One of the themes of Vin Scully’s retirement a couple weeks ago was that he needed us–the fans–more than we needed him. It seemed a ridiculous thing for this particular man to say at this particular time. After all, Vin Scully towers above the rest of his colleagues in a unique way. He called Dodger games–and golf and football and network baseball–for 67 years. For him to say he needs us seems ridiculous.
Except, if you listen to him, it’s not. It’s the fans that drove him on, that made him want to still do the work for all those years. It’s their reaction–and the personal bond that he tried to build with them that drove him for longer than a lot of people live to do the same job, day after day–for that’s what baseball is. The games, like the days, can blend together into a bland continuum of banality.
I’ve thought about that particular sentiment–his needing us more than us needing him–a lot. I’ve kicked it around, tried it on. And I’ve decided that it fits me.
I haven’t always been the best at treating strangers as friends I haven’t met yet. I’ve been closer to Oscar the Grouch more over the years than like Jesus. What would Jesus do? Maybe think about what Chris would do, then not do it sometimes.
But what if I really needed you–all of you–more than you’ve needed me.
Like anyone else who’s lived for <cough, cough> years, I’ve mixed it up with a fair number of people. My job over the past fifteen years or so has involved supporting cranky software for burdened users in a high-pressure environment. Sometimes I think I’ve had all 2131 Excedrin headaches.

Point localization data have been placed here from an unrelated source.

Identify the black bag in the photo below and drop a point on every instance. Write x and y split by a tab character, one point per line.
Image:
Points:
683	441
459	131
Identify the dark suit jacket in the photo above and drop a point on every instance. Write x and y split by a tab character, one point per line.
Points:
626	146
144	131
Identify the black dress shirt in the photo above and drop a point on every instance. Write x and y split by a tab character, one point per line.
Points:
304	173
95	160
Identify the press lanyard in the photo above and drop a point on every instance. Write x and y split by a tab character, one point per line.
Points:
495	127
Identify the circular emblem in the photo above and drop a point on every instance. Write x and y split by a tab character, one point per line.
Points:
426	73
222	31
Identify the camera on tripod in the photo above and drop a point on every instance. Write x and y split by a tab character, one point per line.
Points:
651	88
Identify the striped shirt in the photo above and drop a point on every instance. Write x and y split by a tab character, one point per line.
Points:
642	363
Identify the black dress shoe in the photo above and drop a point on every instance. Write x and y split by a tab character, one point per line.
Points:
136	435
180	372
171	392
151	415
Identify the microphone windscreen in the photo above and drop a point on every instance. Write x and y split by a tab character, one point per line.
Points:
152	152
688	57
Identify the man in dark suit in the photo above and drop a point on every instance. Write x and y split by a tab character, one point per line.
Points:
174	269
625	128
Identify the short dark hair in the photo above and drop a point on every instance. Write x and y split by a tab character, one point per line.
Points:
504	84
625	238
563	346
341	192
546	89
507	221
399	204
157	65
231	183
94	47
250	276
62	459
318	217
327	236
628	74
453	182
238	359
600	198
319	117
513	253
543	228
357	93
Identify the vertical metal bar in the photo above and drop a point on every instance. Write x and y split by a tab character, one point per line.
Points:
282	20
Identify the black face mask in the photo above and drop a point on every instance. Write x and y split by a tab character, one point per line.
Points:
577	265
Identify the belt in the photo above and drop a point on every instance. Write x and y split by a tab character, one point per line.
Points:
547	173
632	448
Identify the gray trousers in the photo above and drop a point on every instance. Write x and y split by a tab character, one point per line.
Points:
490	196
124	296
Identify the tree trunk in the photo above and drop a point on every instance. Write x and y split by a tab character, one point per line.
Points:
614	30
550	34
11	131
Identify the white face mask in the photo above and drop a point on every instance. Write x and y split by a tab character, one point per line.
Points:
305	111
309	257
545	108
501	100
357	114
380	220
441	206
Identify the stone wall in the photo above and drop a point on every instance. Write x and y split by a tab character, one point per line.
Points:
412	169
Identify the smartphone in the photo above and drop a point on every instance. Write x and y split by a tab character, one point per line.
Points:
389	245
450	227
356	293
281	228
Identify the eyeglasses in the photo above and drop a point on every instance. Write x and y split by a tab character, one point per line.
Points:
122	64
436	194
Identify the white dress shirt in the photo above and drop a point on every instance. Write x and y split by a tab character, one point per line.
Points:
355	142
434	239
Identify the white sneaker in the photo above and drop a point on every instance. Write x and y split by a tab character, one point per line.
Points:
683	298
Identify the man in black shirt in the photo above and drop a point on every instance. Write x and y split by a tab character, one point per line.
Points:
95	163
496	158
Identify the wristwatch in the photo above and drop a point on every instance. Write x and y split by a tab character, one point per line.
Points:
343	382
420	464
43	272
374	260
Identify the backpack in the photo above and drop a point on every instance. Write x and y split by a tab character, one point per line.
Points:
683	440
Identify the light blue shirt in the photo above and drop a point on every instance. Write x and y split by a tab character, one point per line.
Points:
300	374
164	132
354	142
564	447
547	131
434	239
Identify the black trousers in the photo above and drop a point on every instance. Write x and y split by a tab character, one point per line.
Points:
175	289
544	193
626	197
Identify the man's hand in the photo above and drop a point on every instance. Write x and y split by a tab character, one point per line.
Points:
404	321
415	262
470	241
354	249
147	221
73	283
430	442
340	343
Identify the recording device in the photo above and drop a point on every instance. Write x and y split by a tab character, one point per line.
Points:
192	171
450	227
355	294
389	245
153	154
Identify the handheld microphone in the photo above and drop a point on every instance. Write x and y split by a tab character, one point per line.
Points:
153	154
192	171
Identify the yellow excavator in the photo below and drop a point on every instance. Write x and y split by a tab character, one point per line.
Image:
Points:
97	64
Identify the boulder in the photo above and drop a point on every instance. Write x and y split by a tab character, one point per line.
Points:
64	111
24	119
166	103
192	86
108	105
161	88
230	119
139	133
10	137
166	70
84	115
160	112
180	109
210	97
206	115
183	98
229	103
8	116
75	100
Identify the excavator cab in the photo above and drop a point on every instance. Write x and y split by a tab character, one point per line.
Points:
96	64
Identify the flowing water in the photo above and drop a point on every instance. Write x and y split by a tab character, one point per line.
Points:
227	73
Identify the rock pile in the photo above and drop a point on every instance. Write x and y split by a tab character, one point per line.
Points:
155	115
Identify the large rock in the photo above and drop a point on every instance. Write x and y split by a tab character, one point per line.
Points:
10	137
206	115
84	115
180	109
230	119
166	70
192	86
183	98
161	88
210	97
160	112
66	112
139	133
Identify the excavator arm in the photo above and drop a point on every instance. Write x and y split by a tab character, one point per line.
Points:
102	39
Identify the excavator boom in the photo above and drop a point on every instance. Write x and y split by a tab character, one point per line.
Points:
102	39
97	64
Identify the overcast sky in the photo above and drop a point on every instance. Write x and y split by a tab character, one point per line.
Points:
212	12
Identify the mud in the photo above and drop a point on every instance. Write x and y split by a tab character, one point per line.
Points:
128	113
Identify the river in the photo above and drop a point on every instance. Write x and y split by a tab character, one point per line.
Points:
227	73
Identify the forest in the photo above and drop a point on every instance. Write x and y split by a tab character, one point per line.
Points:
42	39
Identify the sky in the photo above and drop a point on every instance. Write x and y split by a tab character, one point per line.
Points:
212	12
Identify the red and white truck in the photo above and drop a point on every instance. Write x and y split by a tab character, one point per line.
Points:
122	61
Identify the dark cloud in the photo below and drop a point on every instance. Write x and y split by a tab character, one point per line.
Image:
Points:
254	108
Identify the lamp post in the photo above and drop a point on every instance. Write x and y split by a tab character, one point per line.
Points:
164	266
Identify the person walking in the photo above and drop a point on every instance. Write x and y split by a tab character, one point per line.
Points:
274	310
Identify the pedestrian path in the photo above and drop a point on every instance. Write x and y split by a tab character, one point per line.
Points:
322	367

And still I come back to that one basic concept. I do need you more than you need me.
It goes without saying that I’ve needed my family–without that, what do you have? I’ve needed my teachers and friends over the years, from Mike Ostermann and Ken Willoughby to the guys I meet with on Saturday mornings. But those are all friendly people; it’s easy to need them.
What about the less-than-friendly people. What about the people who made some of my school experiences miserable? Or that guy on the college newspaper who seemed intent on driving me into Betty Ford? What about that one boss–the one I lost sleep over because I couldn’t seem to satisfy him? What about the long list of people who seemed to get up intent on ripping me a new one for their own gratification and entertainment?

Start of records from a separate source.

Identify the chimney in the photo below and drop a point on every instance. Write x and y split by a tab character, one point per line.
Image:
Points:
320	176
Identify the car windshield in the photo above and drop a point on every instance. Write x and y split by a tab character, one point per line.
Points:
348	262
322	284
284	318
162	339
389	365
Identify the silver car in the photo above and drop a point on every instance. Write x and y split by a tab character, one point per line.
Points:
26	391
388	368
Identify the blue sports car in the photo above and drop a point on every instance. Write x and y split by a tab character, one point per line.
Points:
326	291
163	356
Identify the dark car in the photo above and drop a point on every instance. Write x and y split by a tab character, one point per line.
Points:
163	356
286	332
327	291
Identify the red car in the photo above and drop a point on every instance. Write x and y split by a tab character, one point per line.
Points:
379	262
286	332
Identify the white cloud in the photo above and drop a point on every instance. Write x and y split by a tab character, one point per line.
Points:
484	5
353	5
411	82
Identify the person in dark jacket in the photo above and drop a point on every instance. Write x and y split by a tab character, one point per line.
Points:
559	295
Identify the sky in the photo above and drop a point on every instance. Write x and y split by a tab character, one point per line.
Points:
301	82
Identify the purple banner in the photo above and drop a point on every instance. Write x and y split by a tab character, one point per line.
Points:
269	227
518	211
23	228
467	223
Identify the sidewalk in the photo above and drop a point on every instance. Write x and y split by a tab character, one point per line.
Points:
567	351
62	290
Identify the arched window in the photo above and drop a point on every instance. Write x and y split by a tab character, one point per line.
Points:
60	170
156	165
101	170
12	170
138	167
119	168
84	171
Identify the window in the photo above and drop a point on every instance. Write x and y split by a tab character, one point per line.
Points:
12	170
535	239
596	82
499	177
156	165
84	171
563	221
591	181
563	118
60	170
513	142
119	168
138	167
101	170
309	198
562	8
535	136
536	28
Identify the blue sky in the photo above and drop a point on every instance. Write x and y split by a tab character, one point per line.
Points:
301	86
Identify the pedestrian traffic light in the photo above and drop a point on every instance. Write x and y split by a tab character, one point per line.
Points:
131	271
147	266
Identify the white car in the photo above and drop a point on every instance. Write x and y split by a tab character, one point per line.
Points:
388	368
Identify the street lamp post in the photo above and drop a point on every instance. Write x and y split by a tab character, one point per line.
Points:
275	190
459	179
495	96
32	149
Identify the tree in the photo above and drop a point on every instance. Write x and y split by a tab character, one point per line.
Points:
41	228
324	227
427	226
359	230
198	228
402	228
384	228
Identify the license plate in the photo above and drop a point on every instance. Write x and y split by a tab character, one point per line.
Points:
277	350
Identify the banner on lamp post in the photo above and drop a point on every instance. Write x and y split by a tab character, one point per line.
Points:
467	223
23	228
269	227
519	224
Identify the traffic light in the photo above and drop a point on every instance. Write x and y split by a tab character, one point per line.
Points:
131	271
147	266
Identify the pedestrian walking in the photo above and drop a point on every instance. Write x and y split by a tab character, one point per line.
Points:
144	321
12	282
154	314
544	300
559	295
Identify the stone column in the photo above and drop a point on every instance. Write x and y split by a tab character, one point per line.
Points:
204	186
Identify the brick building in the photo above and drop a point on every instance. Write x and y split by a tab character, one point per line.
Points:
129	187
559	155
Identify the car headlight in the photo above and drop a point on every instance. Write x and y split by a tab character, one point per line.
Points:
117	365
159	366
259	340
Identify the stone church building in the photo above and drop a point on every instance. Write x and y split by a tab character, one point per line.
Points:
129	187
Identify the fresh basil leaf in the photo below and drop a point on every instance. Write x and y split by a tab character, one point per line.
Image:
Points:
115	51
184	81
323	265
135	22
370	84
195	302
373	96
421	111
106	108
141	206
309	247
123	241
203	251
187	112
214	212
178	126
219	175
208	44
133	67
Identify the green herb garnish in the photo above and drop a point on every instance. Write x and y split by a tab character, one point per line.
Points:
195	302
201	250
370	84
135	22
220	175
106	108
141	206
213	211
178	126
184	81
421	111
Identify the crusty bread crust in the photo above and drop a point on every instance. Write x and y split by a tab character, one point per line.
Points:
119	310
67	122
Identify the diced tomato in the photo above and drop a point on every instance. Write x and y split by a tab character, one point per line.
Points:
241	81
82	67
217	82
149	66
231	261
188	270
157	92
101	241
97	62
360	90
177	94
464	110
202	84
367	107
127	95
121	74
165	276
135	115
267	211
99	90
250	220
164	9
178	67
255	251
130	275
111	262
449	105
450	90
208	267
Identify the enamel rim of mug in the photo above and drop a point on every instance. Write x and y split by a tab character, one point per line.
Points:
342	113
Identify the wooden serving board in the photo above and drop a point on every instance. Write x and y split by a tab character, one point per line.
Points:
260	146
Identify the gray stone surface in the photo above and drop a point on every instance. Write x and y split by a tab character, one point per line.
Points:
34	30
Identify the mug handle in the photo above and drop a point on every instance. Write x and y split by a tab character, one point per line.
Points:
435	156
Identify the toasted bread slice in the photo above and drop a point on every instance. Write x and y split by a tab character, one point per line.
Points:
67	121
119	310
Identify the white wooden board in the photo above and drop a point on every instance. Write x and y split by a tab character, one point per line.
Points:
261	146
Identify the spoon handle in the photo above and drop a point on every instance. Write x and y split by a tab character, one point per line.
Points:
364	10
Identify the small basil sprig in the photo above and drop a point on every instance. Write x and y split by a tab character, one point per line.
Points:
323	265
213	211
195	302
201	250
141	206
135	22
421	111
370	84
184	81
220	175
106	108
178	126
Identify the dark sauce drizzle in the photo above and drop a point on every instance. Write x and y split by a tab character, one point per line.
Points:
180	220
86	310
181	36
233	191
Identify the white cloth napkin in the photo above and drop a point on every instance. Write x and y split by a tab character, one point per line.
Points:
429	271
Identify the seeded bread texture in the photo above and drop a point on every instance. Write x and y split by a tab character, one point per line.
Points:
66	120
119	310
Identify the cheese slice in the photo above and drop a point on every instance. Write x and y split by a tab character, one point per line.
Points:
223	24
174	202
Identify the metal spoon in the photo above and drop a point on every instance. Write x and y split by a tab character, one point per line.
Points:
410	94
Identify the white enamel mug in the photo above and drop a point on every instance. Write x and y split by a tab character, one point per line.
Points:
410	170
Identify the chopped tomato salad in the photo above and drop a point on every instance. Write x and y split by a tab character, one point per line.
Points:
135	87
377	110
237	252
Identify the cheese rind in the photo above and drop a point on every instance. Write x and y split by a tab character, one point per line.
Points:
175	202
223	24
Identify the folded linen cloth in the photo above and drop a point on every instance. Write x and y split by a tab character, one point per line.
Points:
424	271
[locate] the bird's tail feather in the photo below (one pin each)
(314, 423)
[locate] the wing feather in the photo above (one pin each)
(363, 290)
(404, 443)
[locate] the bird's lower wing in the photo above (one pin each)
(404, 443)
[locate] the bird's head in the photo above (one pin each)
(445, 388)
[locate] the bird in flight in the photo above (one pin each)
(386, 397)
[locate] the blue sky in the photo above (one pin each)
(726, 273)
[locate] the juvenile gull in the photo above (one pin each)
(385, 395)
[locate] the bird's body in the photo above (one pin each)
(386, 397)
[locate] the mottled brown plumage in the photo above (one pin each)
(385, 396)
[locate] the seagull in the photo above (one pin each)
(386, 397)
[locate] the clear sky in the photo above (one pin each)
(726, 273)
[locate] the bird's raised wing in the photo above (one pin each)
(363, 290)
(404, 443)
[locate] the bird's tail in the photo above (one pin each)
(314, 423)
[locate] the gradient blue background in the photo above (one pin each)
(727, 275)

I can honestly say that I’ve also needed them, as well.
It’s taken me <cough, cough> years, but I like what I am most of the time. And that person wouldn’t be the same without each person, from the most beloved to the ones I really wanted to poke in the eye with a rusty, ant-infested pair of scissors at the time. Without the support of the former, I wouldn’t be here today. I wouldn’t understand love. And without the friction with the others, I wouldn’t be tough. I wouldn’t understand empathy and compassion.
I might have a day left on this earth or forty more years. Either way, I think coming to the realization that I’m a product of myself, plus every other person God has put in my path, is a key realization to make that remaining time awesome.
Thank you, Mr. Scully, sir. Though you will likely never read this, that one idea has made a difference. I’d like to make it my mantra, if you would be so gracious as to share it with me.
And thank you, as well, an old friend or adversary or, if I’m on my game, the friend I haven’t met yet.